It takes five to six years for English Language Learners (ELLs) to become proficient enough at a language that they test equitably with native speakers, according to a recent study in Education Policy Analysis.
“If testing is to serve as an essential tool to inform the improvement of instructional practices and student learning, how can we have confidence in using test results that may not provide accurate information about how well a student is doing at school or in a subject matter?,” write the authors, who analyzed test data for a large population of Chinese and Spanish ELLs in the San Francisco Unified School District (SFUSD).
“The issue becomes critical when testing results are used for high-stakes decisions impacting individual students.” To address this issue, a study was conducted from September 2001 until June 2004 to explore the development of ELL student performance on achievement tests in conjunction with developing English language proficiency.
Supported in part by a grant from the U.S. Department of Education, the study tracked performance on the SAT/9 mathematics tests for students from grades 2-5. When students are enrolled SFUSD, the district collects the student’s demographic information and English language proficiency is assessed. Students are classified into three categories: English Only (EO), when a student is from an English speaking background; Initial Fluent English Proficient (IFEP), when a student is from a non-English background but is proficient in English; and Limited English Proficient (LEP), when the student is from a non-English speaking background and is not proficient in English.

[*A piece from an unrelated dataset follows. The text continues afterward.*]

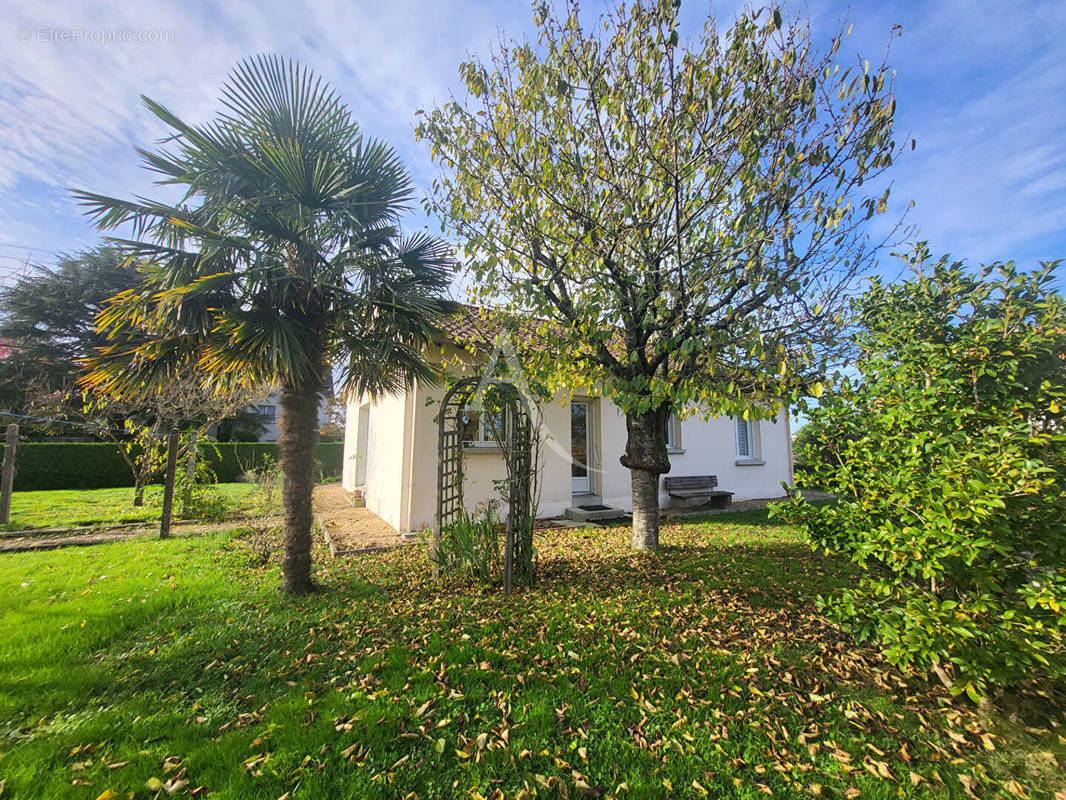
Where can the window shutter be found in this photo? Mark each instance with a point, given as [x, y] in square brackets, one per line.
[743, 438]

The majority of the ELLs at 2nd grade had been in the school district for three years. To examine language proficiency development, the researchers tracked correlations between students’ performance in math problem solving and math procedures. Correlations between the two are lower for ELLs than for native speakers because of language demands of solving math problems, they explain, i.e. native speakers have smaller differences in scores for math procedures and solving math problems. The researchers found it took five to six years for performance of Chinese ELLs and Spanish ELLs in math procedures and problem solving to converge with the national sample.
“Achievement testing for English Language Learners, ready or not?” by Sau-Lim Tsang, Anne Katz, and Jim Stack, Education Policy Analysis Archives, 2008 Volume 16 Number 1.